On March 2, 2015, the SEC announced an award between $475,000 and $575,000 to a former officer who reported original, high-quality information about a securities fraud that resulted in an SEC enforcement action with sanctions exceeding $1 million. (In the Matter of the Claim of Award, Release No. 74404, March 2, 2015). This marks the first time that a former officer has received an award. In making the award, the SEC noted that it first determined that the claimant had provided original information, and then it considered whether the information was derived from the claimant’s independent knowledge or independent analysis. Rule 21F-4(b)(iii)(A) provides that unless an exception applies, “[t]he Commission will not consider information to be derived from [a whistleblower’s] independent knowledge or independent analysis” if the whistleblower “obtained the information because” the whistleblower was “[a]n officer, director, trustee, or partner of an entity and another person informed you of allegations of misconduct, or you learned the information in connection with the entity’s processes for identifying, reporting, and addressing possible violations of law[,]” 17 C.F.R. §240.21F-4(b)(iii)(A). Here, the claimant’s information was not disqualified because the claimant reported the information to other responsible persons at the entity, or such persons knew about it, at least 120 days before the claimant reported the information to the Commission.

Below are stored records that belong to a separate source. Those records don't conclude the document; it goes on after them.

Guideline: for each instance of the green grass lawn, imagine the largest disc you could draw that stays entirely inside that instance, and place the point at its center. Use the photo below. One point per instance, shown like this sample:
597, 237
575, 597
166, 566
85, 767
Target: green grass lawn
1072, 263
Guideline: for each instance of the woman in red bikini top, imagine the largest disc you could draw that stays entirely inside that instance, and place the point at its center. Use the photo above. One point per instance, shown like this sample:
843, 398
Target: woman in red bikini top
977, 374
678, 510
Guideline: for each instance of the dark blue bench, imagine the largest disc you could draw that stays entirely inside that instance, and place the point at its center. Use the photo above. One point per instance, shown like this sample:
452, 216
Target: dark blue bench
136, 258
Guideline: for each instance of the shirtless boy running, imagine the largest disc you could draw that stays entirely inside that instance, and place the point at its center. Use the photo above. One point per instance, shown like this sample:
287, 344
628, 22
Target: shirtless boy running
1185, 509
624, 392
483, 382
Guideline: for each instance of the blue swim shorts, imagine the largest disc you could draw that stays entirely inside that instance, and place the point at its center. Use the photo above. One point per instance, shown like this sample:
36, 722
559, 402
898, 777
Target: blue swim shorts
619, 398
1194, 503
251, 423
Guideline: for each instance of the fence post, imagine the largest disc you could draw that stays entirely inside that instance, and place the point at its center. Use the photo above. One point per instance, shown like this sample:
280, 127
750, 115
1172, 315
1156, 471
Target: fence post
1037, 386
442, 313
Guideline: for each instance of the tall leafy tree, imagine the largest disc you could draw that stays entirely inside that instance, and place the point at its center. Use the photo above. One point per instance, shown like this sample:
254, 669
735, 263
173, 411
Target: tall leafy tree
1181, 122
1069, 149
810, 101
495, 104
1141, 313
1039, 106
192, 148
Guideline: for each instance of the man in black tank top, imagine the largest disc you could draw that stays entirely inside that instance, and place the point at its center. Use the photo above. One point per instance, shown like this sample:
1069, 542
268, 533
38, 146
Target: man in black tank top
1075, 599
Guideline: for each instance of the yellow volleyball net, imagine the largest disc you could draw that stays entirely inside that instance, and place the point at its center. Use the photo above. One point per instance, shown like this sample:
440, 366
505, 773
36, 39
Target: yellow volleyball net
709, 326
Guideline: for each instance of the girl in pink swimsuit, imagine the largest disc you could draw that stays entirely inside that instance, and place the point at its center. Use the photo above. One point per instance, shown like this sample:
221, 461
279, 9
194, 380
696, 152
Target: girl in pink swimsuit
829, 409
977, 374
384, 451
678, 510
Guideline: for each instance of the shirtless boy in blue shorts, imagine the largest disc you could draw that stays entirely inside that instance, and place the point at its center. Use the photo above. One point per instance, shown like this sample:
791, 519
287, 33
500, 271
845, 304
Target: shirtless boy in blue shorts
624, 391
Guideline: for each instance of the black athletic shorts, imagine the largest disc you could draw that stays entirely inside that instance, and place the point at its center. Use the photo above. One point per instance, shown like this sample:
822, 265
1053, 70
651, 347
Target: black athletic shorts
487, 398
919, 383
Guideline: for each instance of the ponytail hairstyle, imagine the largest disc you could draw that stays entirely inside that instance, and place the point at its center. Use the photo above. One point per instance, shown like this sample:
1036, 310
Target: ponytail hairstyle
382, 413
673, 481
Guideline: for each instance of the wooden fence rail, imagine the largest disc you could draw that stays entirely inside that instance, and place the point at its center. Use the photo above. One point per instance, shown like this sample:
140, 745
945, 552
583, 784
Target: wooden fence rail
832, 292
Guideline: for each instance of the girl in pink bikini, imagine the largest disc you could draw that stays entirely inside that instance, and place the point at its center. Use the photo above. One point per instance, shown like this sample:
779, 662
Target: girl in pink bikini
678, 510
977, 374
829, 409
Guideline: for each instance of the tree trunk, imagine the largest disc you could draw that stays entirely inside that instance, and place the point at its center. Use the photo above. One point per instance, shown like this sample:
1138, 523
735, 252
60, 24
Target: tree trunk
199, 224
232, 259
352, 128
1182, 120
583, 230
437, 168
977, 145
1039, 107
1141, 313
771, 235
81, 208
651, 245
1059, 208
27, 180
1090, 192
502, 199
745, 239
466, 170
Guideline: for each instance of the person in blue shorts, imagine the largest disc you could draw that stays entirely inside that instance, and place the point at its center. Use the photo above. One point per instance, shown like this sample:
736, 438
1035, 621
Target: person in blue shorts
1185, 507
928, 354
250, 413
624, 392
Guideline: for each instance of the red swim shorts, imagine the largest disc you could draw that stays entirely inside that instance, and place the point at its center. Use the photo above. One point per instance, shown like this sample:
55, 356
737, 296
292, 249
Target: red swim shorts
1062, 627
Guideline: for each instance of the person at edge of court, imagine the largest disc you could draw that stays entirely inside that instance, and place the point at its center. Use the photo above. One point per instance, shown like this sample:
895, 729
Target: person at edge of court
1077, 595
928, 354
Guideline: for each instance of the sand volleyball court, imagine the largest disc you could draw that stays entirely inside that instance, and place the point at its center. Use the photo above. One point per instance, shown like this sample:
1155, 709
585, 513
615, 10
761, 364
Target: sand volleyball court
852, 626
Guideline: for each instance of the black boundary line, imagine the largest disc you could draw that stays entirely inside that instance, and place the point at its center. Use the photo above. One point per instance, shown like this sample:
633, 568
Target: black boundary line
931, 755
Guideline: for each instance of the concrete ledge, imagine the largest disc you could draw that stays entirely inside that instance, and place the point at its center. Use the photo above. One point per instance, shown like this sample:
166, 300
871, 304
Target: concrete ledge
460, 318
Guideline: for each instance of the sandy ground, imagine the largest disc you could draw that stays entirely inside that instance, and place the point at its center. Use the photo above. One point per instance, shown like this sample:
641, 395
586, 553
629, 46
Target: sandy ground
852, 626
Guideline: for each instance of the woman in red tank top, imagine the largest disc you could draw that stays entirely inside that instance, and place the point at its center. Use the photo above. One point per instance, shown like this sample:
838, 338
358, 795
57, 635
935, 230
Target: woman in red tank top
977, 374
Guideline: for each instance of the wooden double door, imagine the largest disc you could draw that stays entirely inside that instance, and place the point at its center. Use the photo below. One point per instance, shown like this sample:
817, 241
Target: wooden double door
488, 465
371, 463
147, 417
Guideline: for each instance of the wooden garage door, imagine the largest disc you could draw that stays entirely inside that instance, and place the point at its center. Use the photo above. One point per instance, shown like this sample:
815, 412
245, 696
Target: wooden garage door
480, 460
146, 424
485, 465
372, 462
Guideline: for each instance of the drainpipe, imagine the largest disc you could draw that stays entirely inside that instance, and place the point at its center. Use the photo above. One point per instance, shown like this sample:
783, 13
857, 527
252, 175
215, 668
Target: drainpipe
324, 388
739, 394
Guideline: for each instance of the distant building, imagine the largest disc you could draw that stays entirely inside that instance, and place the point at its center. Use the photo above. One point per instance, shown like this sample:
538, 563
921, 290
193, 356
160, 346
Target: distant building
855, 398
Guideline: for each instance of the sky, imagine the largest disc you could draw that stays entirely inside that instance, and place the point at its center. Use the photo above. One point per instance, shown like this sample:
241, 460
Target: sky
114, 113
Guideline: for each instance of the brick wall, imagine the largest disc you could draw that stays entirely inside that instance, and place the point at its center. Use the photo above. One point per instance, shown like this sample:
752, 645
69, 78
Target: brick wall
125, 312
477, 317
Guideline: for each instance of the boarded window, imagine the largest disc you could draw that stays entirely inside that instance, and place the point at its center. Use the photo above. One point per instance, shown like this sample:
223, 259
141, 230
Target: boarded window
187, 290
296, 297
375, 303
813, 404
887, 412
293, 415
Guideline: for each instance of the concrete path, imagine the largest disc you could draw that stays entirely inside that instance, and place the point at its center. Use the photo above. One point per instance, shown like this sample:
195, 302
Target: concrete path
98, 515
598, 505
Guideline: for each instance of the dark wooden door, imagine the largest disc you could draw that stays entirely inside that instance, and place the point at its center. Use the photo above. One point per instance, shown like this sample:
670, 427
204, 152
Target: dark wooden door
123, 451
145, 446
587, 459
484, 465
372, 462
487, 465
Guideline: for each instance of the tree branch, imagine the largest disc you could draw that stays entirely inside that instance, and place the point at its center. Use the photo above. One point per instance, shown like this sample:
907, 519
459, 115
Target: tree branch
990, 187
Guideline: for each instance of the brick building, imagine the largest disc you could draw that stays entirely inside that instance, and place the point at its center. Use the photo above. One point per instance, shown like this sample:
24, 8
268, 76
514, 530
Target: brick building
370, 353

Andrew Ceresney, the Director of SEC’s Division of Enforcement, in commenting on the award, stated that “Corporate officers have front-row seats overseeing the activities of their companies, and this particular officer should be commended for stepping up to report a securities law violation when it became apparent that the company’s internal compliance system was not functioning well enough to address it.” This most recent award should serve as a reminder to companies that whistleblowers can be found at any level, and a company’s failure to address internally reported potential fraud within 120 days can result in the report being made to the SEC.